Richard Wurmbrand

Brotherly Help of the Churches

Dear friends and benefactors,
In Canada since 1987, we bring help to the poor, hungry, sick, suffering, to all those who are in need, by putting the charity in the core of our life in faith. We send missionaries to preach in communities, churches, schools, institutions, proposing to the public to share, pray and act to bring help to the poor, hungry, sick, suffering and orphaned. We inform the world about atrocities committed against christians and the persecuted.

Director: Rev. Radu Roscanu

 

Give to those in need (minimum $20.00) to Aid to the Martyr Churches Inc.
(Aide aux Églises Martyres)
by clicking on the button
"PayPal DONATE" below.

Thank you in the name of God



Tuesday, November 25, 2008

Message for the Advent

Dear friends and benefactors,

Greetings from Laval! I hope this finds you well and enjoying these days of the Advent.

Thanks to those of you who have responded to our needs for our projects bringing our help to the poor and persecuted.

Our mission is celebrating its twenty years’ history in Quebec. Its aim is to practice charity. Our commitment does not fall solely to a moral system, to a humanist philosophy, or to a political ideology, because it is situated at a different level, the level of faith that gives meaning to our activity. In the parable of Last Judgement, the Christ, when He says that what we do to our neighbour is to Himself that we have done, He does not propose a categorical imperative, but He identifies him – self to the poor, to the smallest of His brothers. By serving him, we serve God. And that is what we translate into reality.

By that, we do what the apostle Paul himself did. He collected donations from churches situated far from the first church in Jerusalem and brought them to Jerusalem. We also collect donations from our friends and benefactors from here, and distribute them to the poor, sick, ignored, victims or to those who are hatred and discriminated here or elsewhere. We know that every being is created upon God's image, upon the image of Trinity, and precisely because he is created upon God's image, he can not be performed in autonomy but just in relation to the other one, to his neighbour.
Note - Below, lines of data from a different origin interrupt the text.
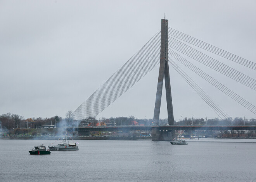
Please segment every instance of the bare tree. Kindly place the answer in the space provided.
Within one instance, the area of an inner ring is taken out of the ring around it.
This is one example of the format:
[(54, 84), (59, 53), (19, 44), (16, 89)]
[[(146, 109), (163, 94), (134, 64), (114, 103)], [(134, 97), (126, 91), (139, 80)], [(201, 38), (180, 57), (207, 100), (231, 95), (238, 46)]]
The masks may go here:
[(72, 122), (74, 120), (74, 115), (72, 114), (72, 111), (69, 111), (67, 112), (66, 113), (66, 121), (67, 123), (67, 125), (69, 126), (71, 125), (73, 125)]

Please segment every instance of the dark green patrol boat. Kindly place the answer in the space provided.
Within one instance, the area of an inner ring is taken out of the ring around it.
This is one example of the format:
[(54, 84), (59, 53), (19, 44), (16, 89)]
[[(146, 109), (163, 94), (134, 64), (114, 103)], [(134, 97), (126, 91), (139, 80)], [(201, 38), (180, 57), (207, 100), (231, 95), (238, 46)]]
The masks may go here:
[(43, 143), (39, 146), (35, 146), (35, 149), (29, 150), (28, 151), (31, 155), (43, 155), (51, 153), (50, 150), (46, 150), (46, 148), (43, 146)]

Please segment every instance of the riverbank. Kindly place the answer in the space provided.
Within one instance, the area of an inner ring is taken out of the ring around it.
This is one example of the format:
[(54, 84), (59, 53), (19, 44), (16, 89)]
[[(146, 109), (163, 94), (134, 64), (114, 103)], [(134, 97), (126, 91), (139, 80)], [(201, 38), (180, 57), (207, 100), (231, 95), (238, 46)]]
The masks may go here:
[[(0, 137), (2, 139), (40, 139), (51, 140), (59, 139), (61, 138), (61, 136), (8, 136)], [(151, 136), (73, 136), (72, 139), (75, 140), (108, 140), (108, 139), (152, 139)]]

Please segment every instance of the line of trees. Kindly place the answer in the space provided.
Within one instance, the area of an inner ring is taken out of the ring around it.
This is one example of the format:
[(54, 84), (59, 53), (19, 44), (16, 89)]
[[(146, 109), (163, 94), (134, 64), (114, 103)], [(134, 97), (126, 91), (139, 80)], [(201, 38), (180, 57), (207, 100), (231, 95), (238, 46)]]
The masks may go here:
[(41, 125), (55, 125), (55, 123), (58, 126), (62, 118), (56, 116), (50, 118), (46, 117), (42, 119), (41, 117), (35, 118), (28, 118), (26, 119), (24, 117), (18, 114), (11, 114), (8, 113), (6, 114), (0, 115), (0, 125), (1, 129), (12, 129), (16, 128), (40, 128)]
[(206, 120), (203, 118), (187, 119), (180, 120), (178, 121), (175, 122), (175, 124), (177, 125), (215, 125), (217, 124), (223, 125), (256, 125), (256, 119), (251, 118), (248, 119), (242, 117), (235, 117), (233, 120), (231, 118), (227, 118), (224, 119), (219, 119), (216, 117), (214, 119), (208, 119)]
[[(15, 129), (27, 128), (40, 128), (41, 126), (55, 125), (56, 127), (63, 126), (63, 122), (65, 121), (67, 126), (75, 126), (79, 124), (80, 126), (86, 126), (90, 123), (92, 126), (96, 126), (99, 122), (103, 122), (107, 126), (131, 125), (138, 124), (139, 125), (151, 126), (154, 124), (152, 119), (138, 119), (133, 116), (129, 117), (111, 117), (107, 118), (102, 117), (97, 120), (95, 117), (90, 117), (86, 119), (78, 121), (74, 120), (74, 116), (72, 114), (72, 112), (69, 111), (66, 114), (66, 118), (63, 119), (61, 117), (56, 116), (50, 118), (46, 117), (42, 119), (41, 117), (36, 118), (28, 118), (24, 119), (24, 117), (18, 114), (11, 114), (8, 113), (0, 115), (0, 128), (7, 129)], [(134, 122), (133, 121), (136, 121)], [(62, 122), (61, 122), (62, 121)], [(160, 125), (166, 124), (168, 123), (168, 119), (160, 119), (159, 121)], [(175, 124), (176, 125), (256, 125), (256, 119), (252, 118), (250, 119), (242, 117), (235, 117), (233, 120), (231, 118), (225, 119), (219, 119), (218, 118), (205, 119), (203, 118), (185, 118), (176, 122), (175, 121)], [(65, 124), (64, 124), (64, 126)]]

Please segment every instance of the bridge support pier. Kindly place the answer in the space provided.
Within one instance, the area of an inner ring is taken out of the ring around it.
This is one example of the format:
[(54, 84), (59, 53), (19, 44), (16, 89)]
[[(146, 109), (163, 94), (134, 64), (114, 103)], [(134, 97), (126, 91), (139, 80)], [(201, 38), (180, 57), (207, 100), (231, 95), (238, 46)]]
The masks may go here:
[(153, 141), (171, 141), (175, 137), (175, 130), (161, 130), (159, 128), (152, 128), (151, 136)]

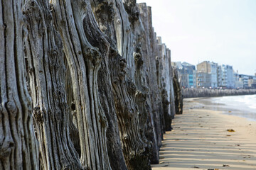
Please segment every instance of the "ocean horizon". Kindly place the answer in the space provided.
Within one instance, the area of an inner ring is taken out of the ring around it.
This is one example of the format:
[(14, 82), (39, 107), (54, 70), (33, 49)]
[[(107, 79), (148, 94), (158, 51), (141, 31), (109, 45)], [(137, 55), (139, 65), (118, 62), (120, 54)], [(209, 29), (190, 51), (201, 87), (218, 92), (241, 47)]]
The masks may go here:
[[(256, 95), (231, 96), (194, 98), (205, 104), (207, 109), (220, 110), (256, 121)], [(200, 107), (200, 106), (199, 106)]]

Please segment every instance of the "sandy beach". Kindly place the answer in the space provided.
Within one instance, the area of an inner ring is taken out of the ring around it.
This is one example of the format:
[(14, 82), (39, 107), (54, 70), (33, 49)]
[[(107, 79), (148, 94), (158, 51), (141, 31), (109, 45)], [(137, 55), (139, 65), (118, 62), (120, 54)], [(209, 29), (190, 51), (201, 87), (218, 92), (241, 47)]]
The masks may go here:
[(206, 108), (203, 102), (184, 100), (183, 114), (164, 135), (153, 170), (256, 169), (256, 121)]

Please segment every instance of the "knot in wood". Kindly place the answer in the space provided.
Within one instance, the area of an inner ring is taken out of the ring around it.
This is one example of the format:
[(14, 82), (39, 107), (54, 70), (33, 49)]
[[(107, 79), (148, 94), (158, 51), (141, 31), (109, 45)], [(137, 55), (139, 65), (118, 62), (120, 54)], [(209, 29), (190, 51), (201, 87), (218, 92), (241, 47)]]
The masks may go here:
[(128, 140), (128, 139), (129, 139), (128, 135), (127, 135), (127, 134), (125, 134), (125, 135), (124, 135), (123, 139), (124, 139), (124, 140)]
[(110, 47), (110, 57), (116, 57), (118, 55), (118, 51), (114, 47)]
[(7, 101), (6, 103), (6, 107), (9, 113), (14, 117), (16, 117), (18, 113), (18, 108), (15, 104), (14, 101)]
[(14, 149), (14, 142), (6, 138), (0, 143), (0, 159), (9, 157)]
[(135, 94), (136, 93), (136, 86), (134, 82), (132, 82), (130, 79), (127, 81), (127, 86), (128, 91), (130, 94)]
[(93, 48), (87, 48), (86, 50), (86, 57), (91, 62), (96, 66), (102, 61), (102, 56), (97, 50)]
[[(43, 110), (41, 111), (41, 108), (40, 106), (36, 106), (34, 108), (34, 111), (33, 111), (33, 118), (36, 120), (36, 122), (38, 123), (41, 123), (43, 122)], [(45, 111), (45, 110), (44, 110)]]
[(114, 77), (114, 78), (113, 79), (113, 83), (114, 83), (114, 84), (117, 84), (118, 82), (119, 82), (119, 79), (118, 79), (117, 77)]

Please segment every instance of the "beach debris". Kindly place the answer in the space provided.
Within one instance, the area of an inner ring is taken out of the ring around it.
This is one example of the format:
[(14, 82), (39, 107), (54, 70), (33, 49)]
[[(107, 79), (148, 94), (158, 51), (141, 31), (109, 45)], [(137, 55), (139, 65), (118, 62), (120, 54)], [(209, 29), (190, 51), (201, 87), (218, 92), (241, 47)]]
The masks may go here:
[(193, 166), (193, 167), (192, 167), (192, 168), (200, 169), (200, 168), (198, 167), (198, 166)]

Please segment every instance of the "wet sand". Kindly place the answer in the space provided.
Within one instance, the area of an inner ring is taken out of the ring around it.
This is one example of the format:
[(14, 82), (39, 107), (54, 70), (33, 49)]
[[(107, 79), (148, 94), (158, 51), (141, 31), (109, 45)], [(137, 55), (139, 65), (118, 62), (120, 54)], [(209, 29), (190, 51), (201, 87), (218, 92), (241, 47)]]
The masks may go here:
[(164, 135), (153, 170), (256, 169), (256, 122), (206, 107), (198, 99), (184, 100), (183, 114)]

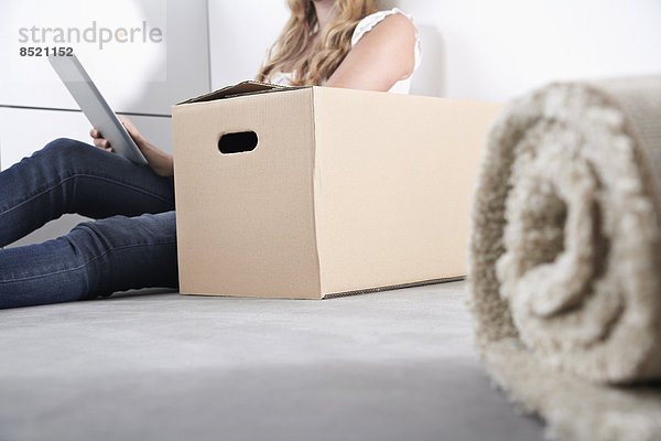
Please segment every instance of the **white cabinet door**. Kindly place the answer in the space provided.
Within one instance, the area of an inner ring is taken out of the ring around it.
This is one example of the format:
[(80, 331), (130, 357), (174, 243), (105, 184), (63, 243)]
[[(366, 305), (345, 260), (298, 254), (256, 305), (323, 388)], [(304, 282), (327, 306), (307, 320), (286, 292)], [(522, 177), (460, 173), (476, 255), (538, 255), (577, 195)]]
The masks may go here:
[[(172, 152), (170, 118), (131, 117), (138, 129), (164, 151)], [(0, 169), (4, 170), (56, 138), (89, 142), (89, 122), (80, 112), (0, 108)], [(65, 215), (12, 244), (23, 246), (62, 236), (85, 220)]]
"We are asked, wrote the bishop Kallistos Ware, to reproduce on earth the movement of the shared love, of mutual self-giving, of solidarity, of dialogue and reciprocity, as it exists eternally in the Trinity ".

In that way, we help to install the solidarity with the neighbour. My neighbour is my brother, is that the one that I meet in every step I make, the one that I try to avoid but he don’t let me to do that. As far as I try to run away, I always catch me up, he is here, he looks, he queries, he ask, he beg, mostly without words.

My neighbour is also the one who makes me uncomfortable by the intensity of his distress. "I was a stranger and you welcomed me," The Lord protects the stranger...

The theme from the stranger is common in the Bible, in Psalms, in the Gospel. How many times "you shall love the alien" is in the Bible? Thirty-six times, and, maybe forty-six or fifty-six? Regardless, after all, because the bottom line is this: try every moment to invent the living relationship with our neighbour to do more for us "whoever wants to deceive us, take us" but a beloved of God, rich in its history, his culture, his conscience, his faith, we want to meet him, to know him, to serve him.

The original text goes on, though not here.